(Adnkronos) – Molestie telefoniche e messaggi molesti via social non sono la stessa cosa. Lo afferma la Cassazione, sottolineando come oggi sulle app di messaggi sia possibile gestire le notifiche, e quindi decidere da chi si vuole continuare o meno a ricevere telefonate o messaggi. “In un sistema di messaggistica telematica che ormai, per effetto dell’ulteriore progresso delle telecomunicazioni, permette al destinatario di sottrarsi sempre all’interazione immediata con il mittente ponendo un filtro al rapporto con il soggetto che invia il messaggio molesto, la equiparazione tra la invasività delle comunicazioni moleste effettuate tramite sistemi di messaggistica telematica e quella delle comunicazioni tradizionali effettuate con il mezzo del telefono non si giustifica più’’ scrivono gli ‘ermellini’.
I supremi giudici della prima sezione penale in particolare, con la sentenza depositata oggi, hanno assolto una donna che aveva chiesto l’amicizia su Fb ai propri figli naturali e successivamente aveva contattato e inviato messaggi ai loro genitori adottivi.

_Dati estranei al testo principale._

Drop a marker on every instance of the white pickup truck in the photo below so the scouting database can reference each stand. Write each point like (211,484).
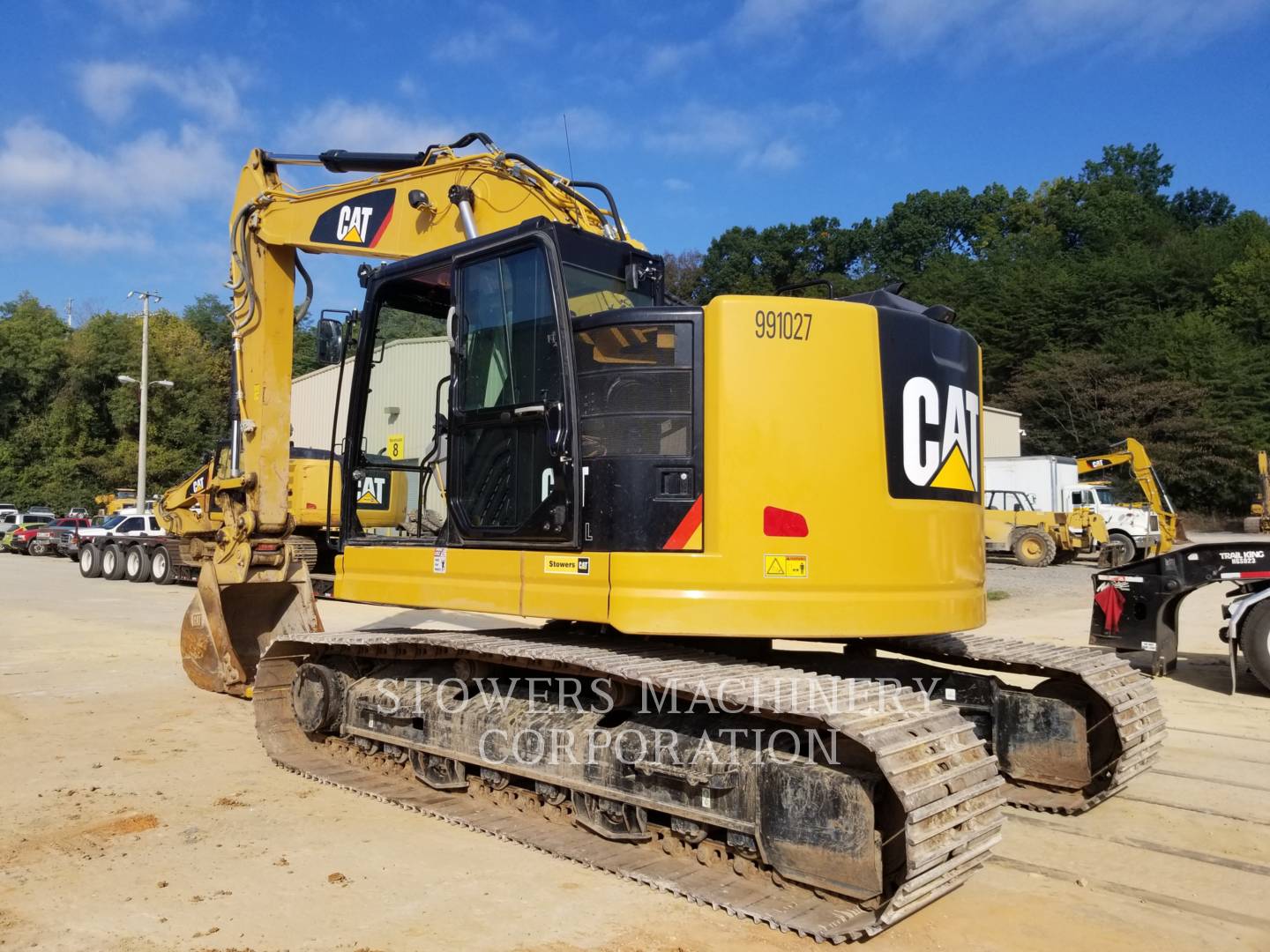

La donna era stata condannata dalla Corte di Appello di Caltanissetta a 2 mesi per il reato di molestie e disturbo alle persone. La Cassazione ha invece accolto il ricorso della donna annullando senza rinvio la sentenza di secondo grado. “La circostanza che il messaggio telematico abbia assunto quella maggiore invasività che lo rende assimilabile alla telefonata molesta ricevuta improvvisamente dipende non da una scelta del soggetto che invia, ma da una scelta del soggetto che riceve – sottolineano i supremi giudici – La istantaneità della comunicazione molesta veicolata tramite la messaggistica telematica, e la circostanza che essa giunga in un momento improvviso non regolabile dal soggetto che riceve la comunicazione, sono, infatti, caratteristiche accessorie del mezzo utilizzato, che il destinatario può evitare – si legge nella sentenza – sottraendosi a quella interazione immediata con il mittente che è la linea di delimitazione della fattispecie penale’’.
“Ne consegue che nel caso in esame, caratterizzato da molestie perpetrate tramite messaggi inviati mediante le applicazioni Instagram e Facebook, le cui notifiche dei messaggi in arrivo possono essere attivate per scelta libera dal soggetto che li riceve – concludono i giudici della Cassazione – il fatto di cui è stata ritenuta responsabile l’imputata non è sussumibile nella fattispecie penale dell’articolo 660 del codice penale, in quanto non commesso ‘col mezzo del telefono’, nel significato attribuito a questa locuzione dalla giurisprudenza di legittimità’’.